El reloj de la pared avanzaba con crueldad. El Dr. Michael Harrison, jefe de cuidados críticos del Hospital St. Mary’s, permanecía inmóvil junto al monitor. Los pitidos se habían vuelto un ritmo funesto, cada uno un recordatorio de que a Emily Carter, de 18 años, se le acababa el tiempo.
Emily llevaba años luchando contra un raro trastorno autoinmunitario: su sistema inmunológico atacaba sus propios órganos. Todos los tratamientos habían fallado y su cuerpo empezaba a apagarse. Su presión arterial estaba peligrosamente baja, su corazón apenas resistía.
“Treinta minutos”, murmuró el Dr. Harrison con gravedad al equipo. “Eso es todo lo que le queda.”
Junto a la cama, Karen Carter, la madre de Emily, aferraba la mano inerte de su hija. Tenía los ojos enrojecidos, el rostro pálido por noches sin dormir. “Por favor, cariño”, susurró. “Aguanta.”
A sus pies yacía Max, un golden retriever de ojos dulces. Estaba con Emily desde que ella tenía seis años. Con el tiempo se había vuelto más que una mascota: era su protector.

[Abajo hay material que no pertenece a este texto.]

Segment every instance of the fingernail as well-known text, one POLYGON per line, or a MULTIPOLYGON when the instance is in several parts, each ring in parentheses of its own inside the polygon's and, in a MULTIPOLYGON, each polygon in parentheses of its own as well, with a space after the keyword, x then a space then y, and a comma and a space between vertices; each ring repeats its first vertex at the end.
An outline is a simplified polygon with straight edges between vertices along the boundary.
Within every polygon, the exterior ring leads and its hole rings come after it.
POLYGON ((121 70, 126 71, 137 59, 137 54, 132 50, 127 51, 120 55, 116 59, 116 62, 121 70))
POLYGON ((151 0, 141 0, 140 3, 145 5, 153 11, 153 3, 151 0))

Ladraba antes de sus convulsiones, se negaba a dormir cuando ella estaba enferma y la consolaba en cada ingreso hospitalario.
Aquella noche, las normas del hospital se rompieron por compasión. Las enfermeras permitieron que Max se quedara, sabiendo que Emily no llegaría a la mañana.
Los monitores sonaban más despacio… y aún más despacio. La piel de Emily se había vuelto de un pálido fantasmal. Karen sollozaba en silencio. Entonces, algo cambió.
Max alzó de pronto la cabeza, erizó las orejas, como si detectara algo invisible. Saltó a la cama, empujó la mano de Emily y gimoteó suavemente. Las enfermeras fueron a bajarlo, pero el Dr. Harrison levantó la mano. “Esperen.”
El perro comenzó a presionar sus patas sobre el pecho de la chica, rítmico y firme. Las enfermeras ahogaron un grito: parecía, inquietantemente, compresiones torácicas.